7. Linnaeus in his Materia Medica, gave a model of systematical Medical Botany, equally concise, perspicuous and accurate; but destitute of the help of figures. . .
He ends with 12 concluding remarks:
1. Physicians do not agree on the mode of action of the properties, nor the proximate and intricate operation of remedies; but the ultimate effects and results being ascertained, they are sufficient for practical use.
2. Drugs are Vegetable substances prepared for use, and kept for sale by Druggists or Pharmacians.
3. Those which are imported, are often adulterated, or inferior kinds are substituted; for instance Peruvian Bark or CINCHONA, and Saffron or CROCUS, are hardly to be met with in the U. S.—Caribean bark or PORTLANDIA, and Bastard Saffron or CARTHAMUS, are usually sold instead, which are very weak substitutes.
4. This arises from a want of medical inspections and officinal knowledge: the results are, that prescriptions fail, physicians are disappointed, and patients suffer.

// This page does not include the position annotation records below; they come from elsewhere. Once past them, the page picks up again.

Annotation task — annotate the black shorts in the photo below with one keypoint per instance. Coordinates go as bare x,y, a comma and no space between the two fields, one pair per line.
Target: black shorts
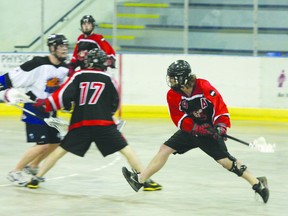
42,134
107,139
182,142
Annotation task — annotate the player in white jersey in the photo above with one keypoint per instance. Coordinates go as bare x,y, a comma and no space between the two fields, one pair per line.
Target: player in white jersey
39,77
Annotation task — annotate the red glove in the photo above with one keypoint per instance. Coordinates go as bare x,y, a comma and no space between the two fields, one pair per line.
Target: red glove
220,131
111,62
202,130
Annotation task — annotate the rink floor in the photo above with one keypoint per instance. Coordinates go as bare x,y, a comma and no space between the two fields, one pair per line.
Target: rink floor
193,184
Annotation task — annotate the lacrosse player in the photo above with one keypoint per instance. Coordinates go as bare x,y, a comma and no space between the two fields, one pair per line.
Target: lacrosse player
95,99
202,117
39,77
87,41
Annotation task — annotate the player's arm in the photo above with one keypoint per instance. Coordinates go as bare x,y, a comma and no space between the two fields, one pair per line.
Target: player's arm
182,120
221,113
110,52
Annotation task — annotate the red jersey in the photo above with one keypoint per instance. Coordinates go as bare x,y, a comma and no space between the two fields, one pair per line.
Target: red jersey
90,42
205,105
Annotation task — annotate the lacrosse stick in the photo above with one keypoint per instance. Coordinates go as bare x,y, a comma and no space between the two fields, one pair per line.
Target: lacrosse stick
59,124
259,144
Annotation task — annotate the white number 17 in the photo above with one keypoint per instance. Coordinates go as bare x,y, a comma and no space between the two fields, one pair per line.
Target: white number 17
97,87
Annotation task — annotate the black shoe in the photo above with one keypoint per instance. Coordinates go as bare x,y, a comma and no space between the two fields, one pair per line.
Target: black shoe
132,179
34,182
262,188
150,185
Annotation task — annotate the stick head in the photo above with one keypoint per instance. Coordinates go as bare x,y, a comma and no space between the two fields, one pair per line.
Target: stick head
261,145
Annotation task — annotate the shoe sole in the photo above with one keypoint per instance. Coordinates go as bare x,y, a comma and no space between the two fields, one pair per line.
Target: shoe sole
32,186
22,184
152,189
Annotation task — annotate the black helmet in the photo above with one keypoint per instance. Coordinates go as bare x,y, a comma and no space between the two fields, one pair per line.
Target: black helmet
56,39
89,19
96,58
180,70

5. To avoid in part these evils, it is desirable to employ our own genuine medical substances, whenever they afford sufficient remedies and suitable equivalents.
6. Medical substances being often impaired by age, it is desirable to obtain them fresh, or in yearly rotation.
7. Fresh and genuine substances can only be obtained at all times from medical gardens, or honest dealers.
8. The best medical gardens in the United States are those established by the Communities of SHAKERS, or modern Essenians, who cultivate or collect about one hundred and fifty kinds of medical plants.
9. They sell them cheap, fresh and genuine, in a compact and portable form. Pharmacians would do well to supply themselves with them, or to imitate their useful industry.
10. Several of our medical plants and drugs are already an object of trade to Europe and elsewhere. Many more may become in demand, when their valuable properties will be better known.
11. A new branch of trade may thus be opened, which it is our duty to encourage, by collecting and cultivating our medical plants.
12. Herbalists and Collectors are often ignorant and deceitful. The best way to prevent their frauds and correct their blunders is, by enlightening them, adopting botanical names, and refusing spurious drugs.